According to the Election Commission, among 1,981 candidates only 81 are women, in a country that in its 54 years of independence had for 32 years been led by women prime ministers — Hasina and her late rival Khaleda Zia.

According to Dr. Rasheda Rawnak Khan from the Department of Anthropology at Dhaka University, women’s political participation was neither reflected by the rule of Hasina nor Zia.

“Bangladesh has had women rulers, not women’s rule,” Khan told Arab News. “The structure of party politics in Bangladesh is deeply patriarchal.”

Only 20 out of 51 political parties nominated female candidates for the 2026 vote. Percentage-wise, the Bangladesh Socialist Party was leading with nine women, or 34 percent of its candidates.

The election’s main contender, the Bangladesh Nationalist Party, whose former leader Zia in 1991 became the second woman prime minister of a predominantly Muslim nation — after Pakistan’s Benazir Bhutto — was the party that last year put forward the 5 percent quota for women.

For the upcoming vote, however, it ended up nominating only 10 women, or 3.5 percent of its 288 candidates.

The second-largest party, Jamaat-e-Islami, has not nominated a single woman.

The 4 percent participation is lower than in the previous election in 2024, when it was slightly above 5 percent, but there was no decreasing trend. In 2019, the rate was 5.9 percent, and 4 percent in 2014.

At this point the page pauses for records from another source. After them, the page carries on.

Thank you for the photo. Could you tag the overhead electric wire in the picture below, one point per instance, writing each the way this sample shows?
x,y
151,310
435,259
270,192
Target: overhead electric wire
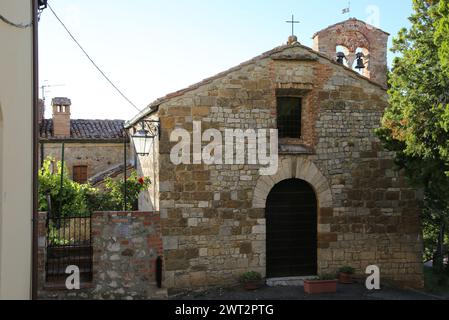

“We have not seen any independent women’s political movement or institutional activities earlier, from where women could now participate in the election independently,” Khan said.

“Real political participation is different and difficult as well in this patriarchal society, where we need to establish internal party democracy, protection from political violence, ensure direct election, and cultural shifts around female leadership.”

While the 2024 student-led uprising featured a prominent presence of women activists, Election Commission data shows that this has not translated into their political participation, with very few women contesting the upcoming polls.

“In the student movement, women were recruited because they were useful, presentable for rallies and protests both on campus and in the field of political legitimacy. Women were kept at the forefront for exhibiting some sort of ‘inclusive’ images to the media and the people,” Khan said.

“To become a candidate in the general election, one needs to have a powerful mentor, money, muscle power, control over party people, activists, and locals. Within the male-dominated networks, it’s very difficult for women to get all these things.”